Collections let you save citations to named groups. Papers in a collection cost nothing to re-lookup. Export as BibTeX with Better BibTeX citation keys. Import .bib and .ris files.
The economics#
The free tier handles 30 lookups per day with one collection of 100 entries. For most individual researchers writing one paper at a time, this covers the workflow.
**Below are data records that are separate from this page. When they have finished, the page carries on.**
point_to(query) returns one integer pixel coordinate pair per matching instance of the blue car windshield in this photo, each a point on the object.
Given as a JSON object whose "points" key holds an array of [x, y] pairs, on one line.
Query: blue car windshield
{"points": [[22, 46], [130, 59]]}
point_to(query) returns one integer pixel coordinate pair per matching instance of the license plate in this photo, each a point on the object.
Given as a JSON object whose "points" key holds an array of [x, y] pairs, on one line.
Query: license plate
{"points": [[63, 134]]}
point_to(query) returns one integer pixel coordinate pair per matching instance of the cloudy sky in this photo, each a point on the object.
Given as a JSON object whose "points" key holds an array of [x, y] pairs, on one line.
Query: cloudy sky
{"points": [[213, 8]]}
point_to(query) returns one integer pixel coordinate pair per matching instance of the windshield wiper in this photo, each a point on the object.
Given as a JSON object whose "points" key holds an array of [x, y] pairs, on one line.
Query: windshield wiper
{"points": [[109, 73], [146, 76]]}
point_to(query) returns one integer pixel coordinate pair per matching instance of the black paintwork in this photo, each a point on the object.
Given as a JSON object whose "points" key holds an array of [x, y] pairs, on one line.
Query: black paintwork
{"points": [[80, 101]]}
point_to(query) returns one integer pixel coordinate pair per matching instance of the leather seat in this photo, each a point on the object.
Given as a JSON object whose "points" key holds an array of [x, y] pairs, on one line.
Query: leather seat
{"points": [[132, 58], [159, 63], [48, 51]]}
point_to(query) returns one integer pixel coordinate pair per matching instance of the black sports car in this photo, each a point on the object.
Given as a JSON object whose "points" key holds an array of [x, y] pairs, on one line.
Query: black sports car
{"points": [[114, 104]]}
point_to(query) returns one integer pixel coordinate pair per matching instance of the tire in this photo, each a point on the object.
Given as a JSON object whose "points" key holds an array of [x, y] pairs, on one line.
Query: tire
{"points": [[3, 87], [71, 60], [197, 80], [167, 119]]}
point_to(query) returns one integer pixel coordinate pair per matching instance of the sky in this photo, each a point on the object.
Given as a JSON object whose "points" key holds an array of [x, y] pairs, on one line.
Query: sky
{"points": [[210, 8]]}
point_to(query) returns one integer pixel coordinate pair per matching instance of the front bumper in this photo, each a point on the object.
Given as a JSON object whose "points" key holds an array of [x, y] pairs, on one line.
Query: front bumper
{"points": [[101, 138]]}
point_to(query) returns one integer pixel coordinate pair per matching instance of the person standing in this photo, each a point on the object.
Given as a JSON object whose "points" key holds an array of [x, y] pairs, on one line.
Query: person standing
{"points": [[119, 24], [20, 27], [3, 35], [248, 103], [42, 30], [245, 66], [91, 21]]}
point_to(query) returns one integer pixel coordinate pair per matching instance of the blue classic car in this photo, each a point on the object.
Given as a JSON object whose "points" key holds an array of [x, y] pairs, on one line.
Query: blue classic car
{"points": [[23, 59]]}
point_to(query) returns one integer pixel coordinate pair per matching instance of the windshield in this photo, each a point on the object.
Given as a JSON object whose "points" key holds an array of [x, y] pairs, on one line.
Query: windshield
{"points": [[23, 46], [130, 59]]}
Batch operations, larger collections, and higher daily limits require a paid plan:
| Plan | Price | Lookups/day | Collections | Entries/collection |
|---|---|---|---|---|
| Free | $0 | 30 | 1 | 100 |
| Academic | $4/mo | 10,000 | 5 | 500 |
| Business | $12/mo | 10,000 | 10 | 2,000 |
Academic pricing applies to students, researchers, and educators at accredited institutions.
Install#
npx @turtletech/ookcite-mcp setupOr configure manually:
{
"mcpServers": {
"ookcite": {
"command": "npx",
"args": ["-y", "@turtletech/ookcite-mcp"]
}
}
}Test with: “Validate this DOI: 10.1038/187493a0”
The response identifies Maiman’s 1960 paper on stimulated optical radiation in ruby – the first working laser.